Sorry for the lengthy post, I want to clearly describe the problem I’m having.
At the moment I am doing the “Intro to Network Analysis” module while also doing some heavy Googling trying to understand network fundamentals. There is one concept I’m having trouble understanding and thought I could get an answer here.
The problem basically is the following: I have trouble understanding how layer 2 of the OSI model works.
From my understanding, layer 2 concerns itself with communications between hosts on the same LAN. Hosts can be addressed using their unique MAC-address. Communications happen through ethernet frames.
I’m having trouble understanding how these ethernet frames are “routed”.
Say we have 3 hosts on the same LAN:
Host A: 192.168.1.2 (MAC AA:AA:AA:AA:AA:00)
Host B: 192.168.1.3 (MAC AA:AA:AA:AA:AA:01)
Host C: 192.168.1.4 (MAC AA:AA:AA:AA:AA:02)
If Host A sends a packet to host B, Host A constructs an ethernet frame with destination address AA:AA:AA:AA:AA:01.
In Academy, the following is stated:
To capture network traffic from "off the wire," it uses the libraries pcap and libpcap, paired with an interface in promiscuous mode to listen for data. This allows the program to see and capture packets sourcing from or destined for any device in the local area network, not just the packets destined for us.
The question I have is: How does the ethernet frame actually get delivered to host B? The academy quote above insinuates that somehow, the ethernet frame gets delivered to all hosts on the local network (meaning that host C could snoop on the traffic between host A and B).

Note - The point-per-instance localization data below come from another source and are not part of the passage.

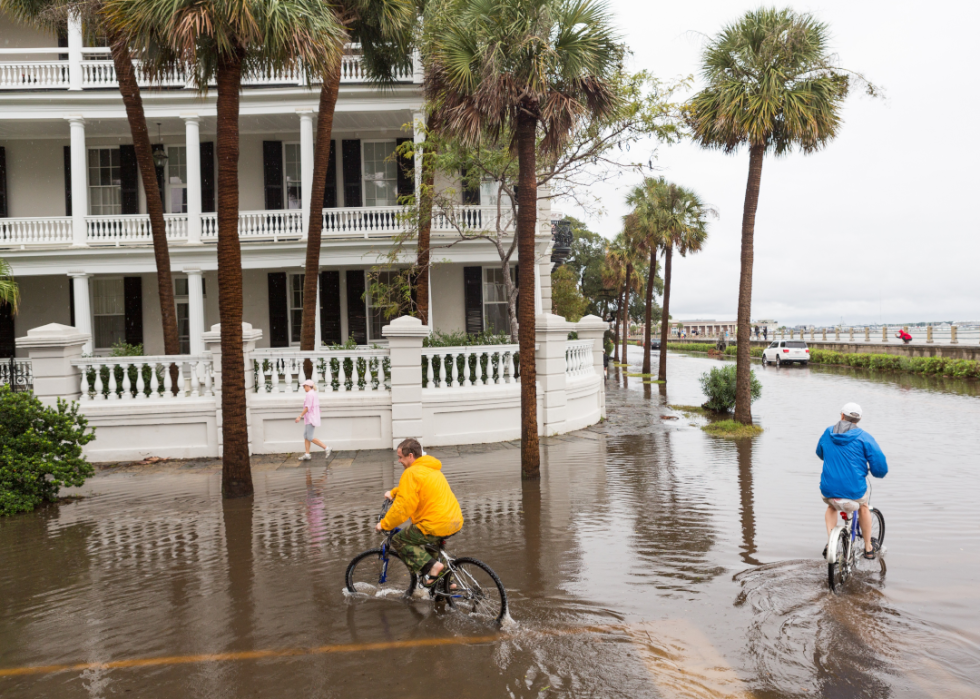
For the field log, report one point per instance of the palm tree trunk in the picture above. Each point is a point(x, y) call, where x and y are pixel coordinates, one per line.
point(743, 367)
point(649, 315)
point(236, 472)
point(527, 207)
point(130, 91)
point(665, 315)
point(321, 159)
point(626, 312)
point(425, 226)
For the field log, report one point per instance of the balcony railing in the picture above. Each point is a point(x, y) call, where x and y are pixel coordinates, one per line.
point(99, 72)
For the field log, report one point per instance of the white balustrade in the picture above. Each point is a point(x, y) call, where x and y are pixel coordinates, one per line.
point(33, 75)
point(35, 231)
point(578, 358)
point(144, 378)
point(334, 371)
point(458, 367)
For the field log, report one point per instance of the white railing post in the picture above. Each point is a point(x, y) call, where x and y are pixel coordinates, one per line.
point(405, 335)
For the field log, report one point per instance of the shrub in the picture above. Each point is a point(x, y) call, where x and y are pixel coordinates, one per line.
point(719, 386)
point(40, 450)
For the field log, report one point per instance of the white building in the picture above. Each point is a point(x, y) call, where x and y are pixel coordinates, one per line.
point(73, 222)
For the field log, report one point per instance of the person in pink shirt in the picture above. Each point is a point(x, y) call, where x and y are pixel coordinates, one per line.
point(311, 417)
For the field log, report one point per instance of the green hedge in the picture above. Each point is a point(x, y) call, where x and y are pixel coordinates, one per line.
point(925, 366)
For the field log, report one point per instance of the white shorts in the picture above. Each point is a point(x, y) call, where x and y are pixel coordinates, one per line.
point(846, 505)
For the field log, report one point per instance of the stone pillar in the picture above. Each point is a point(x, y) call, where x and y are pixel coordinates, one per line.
point(79, 182)
point(405, 335)
point(195, 308)
point(192, 135)
point(51, 349)
point(306, 165)
point(83, 307)
point(551, 335)
point(212, 344)
point(75, 43)
point(592, 328)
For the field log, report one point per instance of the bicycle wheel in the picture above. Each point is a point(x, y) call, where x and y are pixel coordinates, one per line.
point(371, 575)
point(837, 571)
point(478, 592)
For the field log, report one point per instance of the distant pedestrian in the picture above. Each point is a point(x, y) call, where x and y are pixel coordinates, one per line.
point(311, 419)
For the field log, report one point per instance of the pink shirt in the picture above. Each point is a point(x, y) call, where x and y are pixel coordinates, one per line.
point(312, 403)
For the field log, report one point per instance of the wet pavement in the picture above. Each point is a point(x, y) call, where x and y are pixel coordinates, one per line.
point(651, 560)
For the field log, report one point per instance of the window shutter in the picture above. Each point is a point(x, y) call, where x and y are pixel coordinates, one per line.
point(473, 299)
point(406, 176)
point(356, 312)
point(272, 175)
point(3, 183)
point(330, 307)
point(67, 180)
point(7, 333)
point(129, 176)
point(278, 310)
point(471, 194)
point(161, 175)
point(351, 152)
point(133, 289)
point(207, 176)
point(330, 190)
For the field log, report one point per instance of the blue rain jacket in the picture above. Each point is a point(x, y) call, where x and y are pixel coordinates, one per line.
point(846, 458)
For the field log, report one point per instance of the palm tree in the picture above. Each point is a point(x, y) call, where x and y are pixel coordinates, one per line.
point(772, 85)
point(532, 68)
point(220, 40)
point(49, 14)
point(383, 28)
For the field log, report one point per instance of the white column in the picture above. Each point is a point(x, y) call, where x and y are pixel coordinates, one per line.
point(195, 308)
point(79, 181)
point(74, 51)
point(306, 164)
point(83, 307)
point(192, 138)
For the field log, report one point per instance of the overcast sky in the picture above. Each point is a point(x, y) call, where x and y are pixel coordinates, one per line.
point(882, 224)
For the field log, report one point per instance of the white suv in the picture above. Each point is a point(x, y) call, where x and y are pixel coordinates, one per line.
point(786, 352)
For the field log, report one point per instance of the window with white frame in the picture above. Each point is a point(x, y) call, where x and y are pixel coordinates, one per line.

I thought that the routing of these frames was done through a switch, meaning that traffic not intended for our PC/MAC address will not ever reach our PC.
Maybe the quote was talking about a wireless LAN? Would it be possible to capture all layer 2 traffic on a wireless LAN, since no switch is involved? If so, does that mean that a switched LAN is inherently safer than a wireless LAN?